Here’s my pick of the day, a tweet by Brad Plumer who writes about climate change for the New York Times. He’s an energy policy wonk, a huge fan of so-called renewables and a green economy, and keeping capitalism, the economy, and industrial civilization going. I read his stuff to keep up on what the various candidates are proposing in their climate change plans, and to keep up on what energy companies are doing.

But nothing Brad writes ever has anything to do with the actual, real, physical, natural world, or helping the natural world in any way. For instance, this tweet is about his hopes that we can replace ICE cars with electric cars, so-called “emission free” vehicles. Of course, he is ignoring that nothing made out of steel, aluminum, copper, lithium, rubber, oil and many other metals and minerals extracted from the Earth can ever be emissions free. And of course he’s also forgetting the huge amount of environmental destruction the extraction and refining and manufacturing of all of those elements and parts causes, most of which happens in places where the people who live there have no alternative but to work in mines and manufacturing jobs that will kill them young, but apparently this doesn’t matter to Brad.

Nor is he considering the miles and miles of concrete and asphalt roads required to transport those cars, and required to give the buyers of those cars a place to drive those cars. Concrete is of course one of the most CO2 intensive substances to make on Earth. And asphalt is, well, oil. And worst of all, he’s completely ignoring the habitat that was destroyed to make all those roads… the wetlands paved over, and the forests paved over, and the fields paved over, and the rivers diverted and imprisoned. And he apparently doesn’t give two figs about all the animals who are too afraid to cross those roads and so can’t get to some part of their world they used to rely on for food and water and loved ones, or the animals who work up the courage to try to cross the road and die doing so.

And what about the lifestyle those cars support?
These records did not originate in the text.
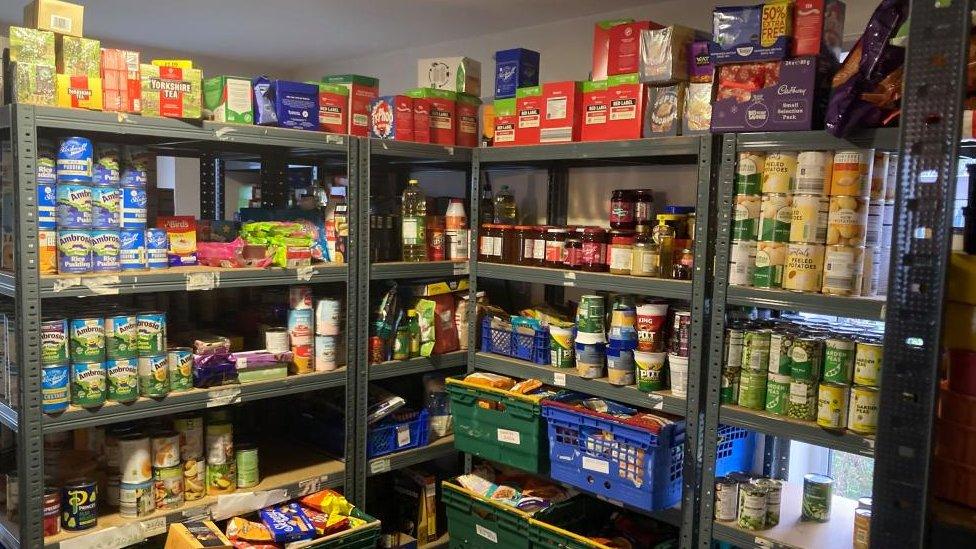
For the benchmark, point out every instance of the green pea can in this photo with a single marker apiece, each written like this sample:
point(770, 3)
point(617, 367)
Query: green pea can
point(838, 359)
point(88, 384)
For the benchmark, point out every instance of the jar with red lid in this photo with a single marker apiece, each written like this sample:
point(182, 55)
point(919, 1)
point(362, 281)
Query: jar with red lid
point(555, 247)
point(594, 240)
point(622, 203)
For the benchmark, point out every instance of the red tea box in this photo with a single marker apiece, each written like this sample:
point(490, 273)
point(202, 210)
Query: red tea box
point(596, 111)
point(563, 104)
point(362, 91)
point(625, 94)
point(442, 116)
point(467, 120)
point(528, 106)
point(391, 117)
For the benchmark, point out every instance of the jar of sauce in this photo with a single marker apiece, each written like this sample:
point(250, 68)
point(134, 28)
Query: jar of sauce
point(594, 240)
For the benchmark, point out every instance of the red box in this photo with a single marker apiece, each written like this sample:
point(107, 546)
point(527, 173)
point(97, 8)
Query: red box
point(625, 94)
point(596, 110)
point(528, 106)
point(601, 46)
point(467, 120)
point(563, 115)
point(623, 56)
point(442, 115)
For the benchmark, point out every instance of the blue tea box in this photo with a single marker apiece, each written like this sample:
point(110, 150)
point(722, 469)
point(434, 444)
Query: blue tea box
point(285, 104)
point(515, 68)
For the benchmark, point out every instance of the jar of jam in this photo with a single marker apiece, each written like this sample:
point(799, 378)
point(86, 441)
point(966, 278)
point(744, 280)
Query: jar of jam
point(594, 241)
point(555, 247)
point(573, 250)
point(621, 252)
point(622, 209)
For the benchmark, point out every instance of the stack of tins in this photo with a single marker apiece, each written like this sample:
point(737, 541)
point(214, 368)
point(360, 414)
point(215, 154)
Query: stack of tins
point(955, 442)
The commuting to jobs at companies that make more stuff, stuff that uses “resources”, resources that are actually water and trees and metals and minerals that must be stolen and cut down and dug out of the Earth, destroying more habitat, more life in the process. Oh and of course those jobs are in buildings in cities that have paved over even more habitat, and killed countless living beings.

Imagine a car that sits in the middle of a circle, a circle encompassing every life impacted by the making of that car and the implications of that car.

There are millions, billions, perhaps trillions of lives that are lost in a widening circle of death that extends out from every car — gas and electric — made on Planet Earth.

Why are we celebrating the possibility of replacing ICE cars with electric cars, instead of mourning those lives lost? Or better yet, resisting? Digging up roads and blockading the mines, quitting our jobs and walking a lot, NOT buying electric cars. After all, we can live without cars. We cannot live without the natural world.

How do electric cars help the natural world? They don’t. Electric cars allow us to pretend we are doing something good, when in fact, all we are doing is expanding that ever widening circle of death.